/ Wort zum Tag

Galater 3,8

Gedanken zu Losung/Lehrtext des Tages.

Bibelvers

" Die Schrift aber hat es vorausgesehen, dass Gott die Heiden durch den Glauben gerecht macht. Darum verkündigte sie dem Abraham (1.Mose 12,3): »In dir sollen alle Heiden gesegnet werden.«"

Galater 3,8

Da schaut ein Mann bei Nacht in den Himmel. Sein Kopf ist nach hinten gereckt als ob er weit hinauf schauen, sich ganz nach oben konzentrieren möchte. Nichts um ihn herum soll ihn ablenken. Dort oben sieht er eine Unmenge von Sternen. In seiner Haltung und seinem Blick spiegelt sich eine Atmosphäre von Staunen und Demut.
Immer wieder ist mir in den letzten Jahren dieses Bild begegnet. Es ist ein Bild von Abraham. Gott hatte ihm verheißen, dass er viele Nachkommen haben würde - so zahlreich wie die Sterne am Himmel. Und Gott hatte Abraham einen besonderen Segen gegeben, nämlich, dass durch ihn alle Völker auf Erden gesegnet werden sollten.

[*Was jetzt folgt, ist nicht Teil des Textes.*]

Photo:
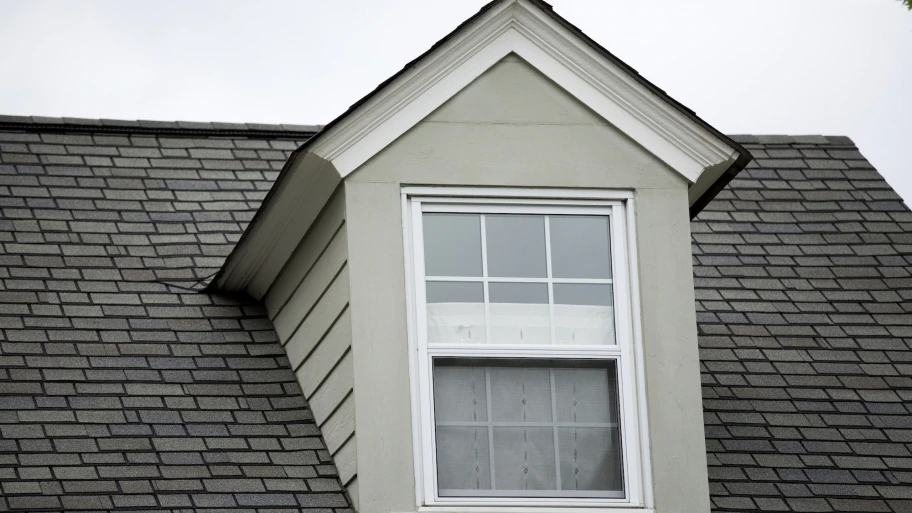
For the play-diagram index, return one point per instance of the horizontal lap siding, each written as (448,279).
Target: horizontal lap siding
(308,305)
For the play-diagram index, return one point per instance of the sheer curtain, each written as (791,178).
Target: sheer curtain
(527,428)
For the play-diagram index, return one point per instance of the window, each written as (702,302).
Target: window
(526,376)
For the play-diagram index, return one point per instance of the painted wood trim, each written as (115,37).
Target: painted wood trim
(519,27)
(324,357)
(346,461)
(306,255)
(340,425)
(279,225)
(333,390)
(352,489)
(320,319)
(312,289)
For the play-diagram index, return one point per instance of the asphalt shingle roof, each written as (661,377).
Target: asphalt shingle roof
(123,386)
(804,303)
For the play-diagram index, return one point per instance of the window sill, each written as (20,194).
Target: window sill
(589,508)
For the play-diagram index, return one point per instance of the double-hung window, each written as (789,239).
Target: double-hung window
(525,376)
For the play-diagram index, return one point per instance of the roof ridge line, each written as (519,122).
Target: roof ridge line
(49,124)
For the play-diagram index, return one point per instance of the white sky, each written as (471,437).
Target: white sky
(832,67)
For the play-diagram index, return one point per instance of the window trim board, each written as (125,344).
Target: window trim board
(637,470)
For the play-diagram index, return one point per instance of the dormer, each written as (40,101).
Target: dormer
(481,274)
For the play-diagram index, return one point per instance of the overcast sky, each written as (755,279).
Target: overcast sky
(832,67)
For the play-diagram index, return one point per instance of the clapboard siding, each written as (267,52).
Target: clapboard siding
(315,241)
(308,305)
(340,426)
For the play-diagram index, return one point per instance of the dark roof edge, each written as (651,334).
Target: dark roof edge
(744,158)
(172,128)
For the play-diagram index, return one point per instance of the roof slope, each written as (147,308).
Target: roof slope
(804,302)
(118,390)
(122,386)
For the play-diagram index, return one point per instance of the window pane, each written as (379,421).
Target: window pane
(452,244)
(521,394)
(455,312)
(463,461)
(460,394)
(522,431)
(583,313)
(590,459)
(586,394)
(516,246)
(519,313)
(524,458)
(579,247)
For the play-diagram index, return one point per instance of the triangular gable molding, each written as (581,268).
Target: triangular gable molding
(517,26)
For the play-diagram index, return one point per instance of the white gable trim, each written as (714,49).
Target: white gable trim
(519,27)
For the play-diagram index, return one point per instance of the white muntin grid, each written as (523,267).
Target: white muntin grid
(614,205)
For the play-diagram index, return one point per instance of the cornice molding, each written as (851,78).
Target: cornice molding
(519,27)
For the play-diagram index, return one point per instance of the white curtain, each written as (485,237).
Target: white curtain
(519,323)
(539,428)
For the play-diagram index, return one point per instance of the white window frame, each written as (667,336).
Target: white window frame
(627,352)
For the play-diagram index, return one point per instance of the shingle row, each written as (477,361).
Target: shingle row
(121,386)
(804,298)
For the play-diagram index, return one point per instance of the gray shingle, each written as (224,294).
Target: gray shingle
(837,274)
(98,399)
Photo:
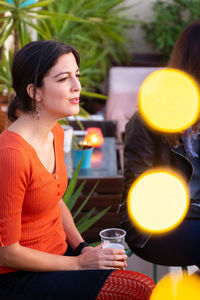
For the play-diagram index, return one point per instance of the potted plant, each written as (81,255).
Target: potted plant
(81,150)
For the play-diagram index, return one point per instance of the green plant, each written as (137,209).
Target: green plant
(17,19)
(170,19)
(5,73)
(101,41)
(70,198)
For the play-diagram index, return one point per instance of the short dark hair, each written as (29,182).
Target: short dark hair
(186,53)
(30,65)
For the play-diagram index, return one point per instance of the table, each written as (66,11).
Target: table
(104,161)
(105,168)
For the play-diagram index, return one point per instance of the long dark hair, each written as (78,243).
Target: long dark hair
(30,65)
(186,57)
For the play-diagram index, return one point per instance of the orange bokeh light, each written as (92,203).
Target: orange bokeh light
(94,137)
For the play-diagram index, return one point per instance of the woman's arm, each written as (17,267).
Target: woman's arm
(73,236)
(19,257)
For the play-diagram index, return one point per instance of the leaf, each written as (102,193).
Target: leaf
(86,217)
(72,200)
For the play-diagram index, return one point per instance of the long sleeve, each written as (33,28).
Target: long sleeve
(12,189)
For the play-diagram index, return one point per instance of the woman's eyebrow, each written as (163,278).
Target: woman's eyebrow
(61,73)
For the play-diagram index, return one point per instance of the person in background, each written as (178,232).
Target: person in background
(36,227)
(146,149)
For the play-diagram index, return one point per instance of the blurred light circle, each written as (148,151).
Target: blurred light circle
(169,100)
(158,201)
(176,286)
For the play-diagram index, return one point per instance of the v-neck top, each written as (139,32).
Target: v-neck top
(29,195)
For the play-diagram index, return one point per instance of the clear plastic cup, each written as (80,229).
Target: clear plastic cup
(115,238)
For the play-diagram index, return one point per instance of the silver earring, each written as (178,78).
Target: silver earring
(37,113)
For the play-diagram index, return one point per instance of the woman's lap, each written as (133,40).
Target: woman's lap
(180,247)
(60,285)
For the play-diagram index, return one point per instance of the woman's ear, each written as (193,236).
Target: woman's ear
(32,92)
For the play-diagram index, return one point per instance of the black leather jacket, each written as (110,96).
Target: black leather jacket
(145,149)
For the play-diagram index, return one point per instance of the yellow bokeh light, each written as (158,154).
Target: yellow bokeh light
(176,286)
(169,100)
(158,201)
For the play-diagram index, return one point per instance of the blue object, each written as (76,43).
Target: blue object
(77,156)
(28,2)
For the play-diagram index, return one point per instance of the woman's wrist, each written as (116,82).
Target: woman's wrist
(80,247)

Auf diese Verheißungen Gottes an Abraham bezieht sich der Apostel Paulus im Galaterbrief.
Der heutige Lehrtext steht in Galater 3,8: „Da nun die Schrift voraussah, dass Gott die Völker aus Glauben gerecht machen würde, hat sie dem Abraham das Evangelium im Voraus verkündigt: In dir werden alle Völker gesegnet werden.“

Das ist also das Evangelium, die gute Nachricht: Der Segen für alle Völker.

Abrahams Nachkommen wurden tatsächlich sehr zahlreich. Sie wurden zu einem Volk, dem Volk Israel. Mit den Israeliten ging Gott einen besonderen Weg, zeigte sich ihnen als ihr Gott, der mitgeht. Er gab ihnen das Gesetz, an das sie sich halten sollten, und dadurch gab es auch eine klare Abgrenzung. Eine Grenze, ein Zaun zwischen ihnen, dem Volk Israel, die das Gesetz hatten und halten wollten, und den anderen Völkern, den Nichtjuden. Der Segen war drinnen, festgehalten, wie in einem umzäunten Gebiet. Und die da draußen hatten daran keinen Anteil. Nur manchmal in der Geschichte Israels leuchtete ein Segensstrahl  hinaus zu den anderen Völkern. Als kleine Ausnahme.

Doch Gott hatte Abraham ja einen Segen für alle Völker verheißen. Wie sollte der Segen von Israel nicht nur als kleine Ausnahme sondern ganz groß und grundsätzlich zu den Nichtjuden kommen?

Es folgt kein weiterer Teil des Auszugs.